We all do it. And like finding your voice, it takes time for you to see that you are doing it. In your mind, those words are necessary. I'm the queen of minimalism, so I tend to take cutting to the chase to the extreme, which only means if I do it, most other writers do it, too.

Next time you write anything - fiction or nonfiction, journalism or flash, prose or poetry - cross through the first paragraph and see if the story can start at paragraph two. If not, then cross through paragraph two and see if three does the trick. I'm telling you, we rev up the engine when we start a new story, which means we tend to idle a moment before putting the machine into gear to head anywhere.

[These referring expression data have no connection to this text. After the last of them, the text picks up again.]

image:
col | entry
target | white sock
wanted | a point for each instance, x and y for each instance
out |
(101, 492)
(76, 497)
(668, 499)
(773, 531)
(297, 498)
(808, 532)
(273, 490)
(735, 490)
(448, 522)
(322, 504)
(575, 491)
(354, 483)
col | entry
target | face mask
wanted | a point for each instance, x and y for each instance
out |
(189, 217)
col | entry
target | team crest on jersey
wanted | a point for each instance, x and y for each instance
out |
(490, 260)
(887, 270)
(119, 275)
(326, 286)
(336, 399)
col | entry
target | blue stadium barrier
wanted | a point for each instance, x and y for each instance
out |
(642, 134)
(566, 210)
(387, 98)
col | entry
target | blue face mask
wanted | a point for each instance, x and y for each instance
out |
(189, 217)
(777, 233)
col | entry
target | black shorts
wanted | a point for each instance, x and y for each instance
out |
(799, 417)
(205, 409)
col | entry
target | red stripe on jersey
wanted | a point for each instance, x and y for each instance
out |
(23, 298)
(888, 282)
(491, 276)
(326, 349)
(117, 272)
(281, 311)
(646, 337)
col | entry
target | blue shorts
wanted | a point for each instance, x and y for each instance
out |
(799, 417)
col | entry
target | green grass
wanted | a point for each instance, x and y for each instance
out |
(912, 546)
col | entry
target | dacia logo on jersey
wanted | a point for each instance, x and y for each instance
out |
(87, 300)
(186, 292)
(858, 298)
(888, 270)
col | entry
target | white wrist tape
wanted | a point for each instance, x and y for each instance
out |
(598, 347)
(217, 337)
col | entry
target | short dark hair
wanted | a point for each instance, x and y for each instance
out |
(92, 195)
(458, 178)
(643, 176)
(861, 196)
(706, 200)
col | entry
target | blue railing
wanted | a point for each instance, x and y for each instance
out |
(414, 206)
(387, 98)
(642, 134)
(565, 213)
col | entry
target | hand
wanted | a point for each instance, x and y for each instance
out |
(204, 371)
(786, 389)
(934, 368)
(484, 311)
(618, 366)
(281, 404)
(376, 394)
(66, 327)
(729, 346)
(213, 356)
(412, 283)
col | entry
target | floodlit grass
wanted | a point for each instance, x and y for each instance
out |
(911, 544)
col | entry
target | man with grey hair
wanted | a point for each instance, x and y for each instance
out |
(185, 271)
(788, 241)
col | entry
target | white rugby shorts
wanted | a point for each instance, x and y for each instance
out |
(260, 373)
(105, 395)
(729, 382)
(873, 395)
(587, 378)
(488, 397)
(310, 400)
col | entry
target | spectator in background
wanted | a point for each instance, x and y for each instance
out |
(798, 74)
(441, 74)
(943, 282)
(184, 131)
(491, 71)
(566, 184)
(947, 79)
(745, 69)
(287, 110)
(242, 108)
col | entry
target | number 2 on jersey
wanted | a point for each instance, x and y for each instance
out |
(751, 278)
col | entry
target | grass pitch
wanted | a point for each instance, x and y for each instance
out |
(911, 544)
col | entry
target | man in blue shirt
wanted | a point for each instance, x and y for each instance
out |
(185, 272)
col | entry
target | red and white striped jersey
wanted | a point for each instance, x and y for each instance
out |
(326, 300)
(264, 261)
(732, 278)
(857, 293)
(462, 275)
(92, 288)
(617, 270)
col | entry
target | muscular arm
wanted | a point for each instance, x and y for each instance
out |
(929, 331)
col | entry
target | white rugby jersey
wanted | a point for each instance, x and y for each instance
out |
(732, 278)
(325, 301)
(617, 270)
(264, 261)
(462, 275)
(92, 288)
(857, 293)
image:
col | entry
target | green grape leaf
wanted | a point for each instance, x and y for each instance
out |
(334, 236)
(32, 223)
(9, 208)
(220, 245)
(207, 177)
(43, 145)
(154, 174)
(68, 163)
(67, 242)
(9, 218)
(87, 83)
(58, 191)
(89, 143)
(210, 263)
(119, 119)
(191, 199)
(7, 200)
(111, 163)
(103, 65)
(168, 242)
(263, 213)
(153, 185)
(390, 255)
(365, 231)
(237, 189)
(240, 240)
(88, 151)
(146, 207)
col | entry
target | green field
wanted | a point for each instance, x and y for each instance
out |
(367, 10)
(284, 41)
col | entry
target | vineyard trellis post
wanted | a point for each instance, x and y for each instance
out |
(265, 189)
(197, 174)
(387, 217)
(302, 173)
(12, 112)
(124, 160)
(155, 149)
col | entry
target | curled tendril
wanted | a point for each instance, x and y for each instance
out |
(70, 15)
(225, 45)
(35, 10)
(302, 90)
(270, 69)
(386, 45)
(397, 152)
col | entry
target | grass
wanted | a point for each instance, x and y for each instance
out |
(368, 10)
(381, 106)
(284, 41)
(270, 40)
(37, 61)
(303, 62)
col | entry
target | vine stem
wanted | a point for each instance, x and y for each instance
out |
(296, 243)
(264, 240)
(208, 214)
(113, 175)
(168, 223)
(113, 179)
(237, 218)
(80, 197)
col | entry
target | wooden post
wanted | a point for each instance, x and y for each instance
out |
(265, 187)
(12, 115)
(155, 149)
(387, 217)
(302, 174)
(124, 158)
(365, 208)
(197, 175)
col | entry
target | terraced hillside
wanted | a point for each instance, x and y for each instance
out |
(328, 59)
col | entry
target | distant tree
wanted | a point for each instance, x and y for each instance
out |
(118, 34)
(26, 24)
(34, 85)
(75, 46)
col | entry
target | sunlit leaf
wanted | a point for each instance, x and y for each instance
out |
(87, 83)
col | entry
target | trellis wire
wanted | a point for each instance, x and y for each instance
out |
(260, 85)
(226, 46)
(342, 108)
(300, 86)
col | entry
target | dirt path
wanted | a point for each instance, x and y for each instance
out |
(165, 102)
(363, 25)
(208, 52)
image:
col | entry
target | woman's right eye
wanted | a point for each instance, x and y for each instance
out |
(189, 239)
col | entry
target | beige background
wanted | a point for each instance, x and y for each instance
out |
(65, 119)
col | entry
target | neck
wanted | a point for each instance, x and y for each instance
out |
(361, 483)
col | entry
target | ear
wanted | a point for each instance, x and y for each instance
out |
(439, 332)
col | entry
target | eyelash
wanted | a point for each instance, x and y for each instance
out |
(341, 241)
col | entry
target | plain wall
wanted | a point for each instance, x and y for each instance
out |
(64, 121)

And yes, it's perfectly okay to delete it. In doing so, you see the opening in a new light as a stronger, better piece. What ticks me off is I never see the fluff before I write it, only after it's taking up space on my page. Now I toss those empty words as if they were spam in my email box. No saving Draft One or Saved Paragraphs because I think one day I'll need them. Delete that excess baggage. You feel like you've shed extra pounds after two months of dieting, and you'll look so sleek.



1 comment:

Anonymous said...

Hi Hope,

This is one of the most important lessons I've learned during the past year. I'm editing my first draft now and I've deleted a lot out of chapter one. My manuscript, although still requiring more editing and reworking in some scenes, is much better for it.

The message really hit home when I read "Hooked" by Les Edgerton. Do you know it? Edgerton only focuses on crafting the first chapter in his book. He spends a lot of time on the very first sentence too.

Thanks for your post. It's good to read consistent perspectives on editing!